Implementation of the y-Aware InfoNCE loss [1].

Compute the y-Aware InfoNCE loss, which integrates auxiliary information into contrastive learning by weighting sample pairs.

Given a mini-batch of size $n$ , two embeddings $z_1=(z_1^i)_{i\in [1..n]}$ and $z_2=(z_2^i)_{i\in [1..n]}$ representing two views of the same samples and a weighting matrix $W=(w_{i,j})_{i,j\in [1..n]}$ computed using auxiliary variables $y$ , the loss is:

$\mathcal{L}_{NCE}^y = -\frac{1}{n} \sum_{i,j} \frac{w_{i,j}} {\sum_{k=1}^{n} w_{i, k}} \log \frac{\exp(\text{sim}(z_1^{i}, z_2^{j}) / \tau)}{\sum_{k=1}^{n} \exp(\text{sim}(z_1^{i}, z_2^{k}) / \tau)}$

where $sim$ is the cosine similarity, $\tau$ is the temperature and $w_{i,j}$ is computed with a kernel $K$ (e.g. Gaussian) and bandwidth $H$ as:

$w_{i,j} = K\left( H^{-\frac{1}{2}} (y_i-y_j) \right)$

Parameters:

kernel: str in {‘gaussian’, ‘epanechnikov’, ‘exponential’, ‘linear’, ‘cosine’}, default=’gaussian’

Kernel to compute the weighting matrix between auxiliary variables. See PhD thesis, Dufumier 2022 page 94-95.

bandwidth: Union[float, int, List[float], array, KernelMetric], default=1.0

The method used to calculate the bandwidth ( $\sigma^2$ in [1]) between auxiliary variables:

If bandwidth is a scalar (int or float), it sets the bandwidth to a diagnonal matrix with equal values.
If bandwidth is a 1d array, it sets the bandwidth to a diagonal matrix and it must be of size equal to the number of features in y.
If bandwidth is a 2d array, it must be of shape (n_features, n_features) where n_features is the number of features in y.
If bandwidth is KernelMetric, it uses the pairwise method to compute the similarity matrix between auxiliary variables.

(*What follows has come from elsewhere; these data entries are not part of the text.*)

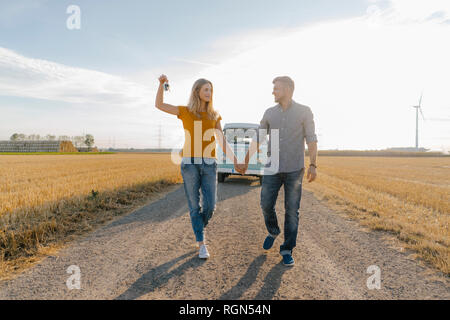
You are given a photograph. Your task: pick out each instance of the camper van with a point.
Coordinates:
(239, 136)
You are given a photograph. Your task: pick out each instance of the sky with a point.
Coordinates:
(360, 65)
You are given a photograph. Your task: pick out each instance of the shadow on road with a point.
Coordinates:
(246, 281)
(174, 204)
(272, 282)
(158, 276)
(236, 186)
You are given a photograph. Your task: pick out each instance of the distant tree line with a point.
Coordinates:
(78, 141)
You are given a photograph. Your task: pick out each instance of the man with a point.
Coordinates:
(295, 124)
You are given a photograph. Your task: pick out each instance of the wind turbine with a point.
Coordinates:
(419, 107)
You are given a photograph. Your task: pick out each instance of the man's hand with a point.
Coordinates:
(312, 174)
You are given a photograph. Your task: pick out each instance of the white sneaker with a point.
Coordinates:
(203, 253)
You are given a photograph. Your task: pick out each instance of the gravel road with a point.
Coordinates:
(151, 254)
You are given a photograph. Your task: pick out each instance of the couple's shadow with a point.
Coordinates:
(271, 282)
(160, 275)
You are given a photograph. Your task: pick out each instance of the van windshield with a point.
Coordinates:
(239, 135)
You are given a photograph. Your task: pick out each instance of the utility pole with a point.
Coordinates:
(159, 136)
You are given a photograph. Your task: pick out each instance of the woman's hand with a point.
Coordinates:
(162, 79)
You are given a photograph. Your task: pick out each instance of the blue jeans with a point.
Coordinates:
(200, 174)
(271, 185)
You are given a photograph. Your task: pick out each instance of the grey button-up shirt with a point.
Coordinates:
(295, 125)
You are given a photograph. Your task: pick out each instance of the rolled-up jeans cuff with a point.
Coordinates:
(273, 235)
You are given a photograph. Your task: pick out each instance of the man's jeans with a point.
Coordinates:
(271, 185)
(200, 174)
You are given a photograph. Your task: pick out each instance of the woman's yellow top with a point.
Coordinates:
(199, 134)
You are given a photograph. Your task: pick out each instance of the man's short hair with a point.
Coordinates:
(286, 81)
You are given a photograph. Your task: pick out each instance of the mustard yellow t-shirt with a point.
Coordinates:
(199, 134)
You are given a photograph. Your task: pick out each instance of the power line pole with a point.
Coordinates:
(159, 136)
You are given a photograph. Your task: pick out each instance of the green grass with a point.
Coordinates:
(58, 153)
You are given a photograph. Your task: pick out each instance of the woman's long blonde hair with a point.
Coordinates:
(194, 101)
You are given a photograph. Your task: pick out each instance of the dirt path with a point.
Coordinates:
(151, 254)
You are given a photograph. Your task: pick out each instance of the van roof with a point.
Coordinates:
(241, 126)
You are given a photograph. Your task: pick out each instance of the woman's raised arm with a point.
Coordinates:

temperature: float, default=0.1

Temperature used to scale the dot-product between embedded vectors

References

[1] (1,2)

Dufumier, B., et al., “Contrastive learning with continuous proxy meta-data for 3D MRI classification.” MICCAI, 2021. https://arxiv.org/abs/2106.08808

__init__(kernel='gaussian', bandwidth=1.0, temperature=0.1)[source]¶: Initialize internal Module state, shared by both nn.Module and ScriptModule.

forward(z1, z2, labels=None)[source]¶

Parameters:

z1: torch.Tensor of shape (batch_size, n_features): First embedded view.
z2: torch.Tensor of shape (batch_size, n_features): Second embedded view.
labels: Optional[torch.Tensor] of shape (batch_size, n_labels): Auxiliary variables associated to the input data. If None, the standard InfoNCE loss is returned.

Returns:

loss: torch.Tensor: The y-Aware InfoNCE loss computed between z1 and z2.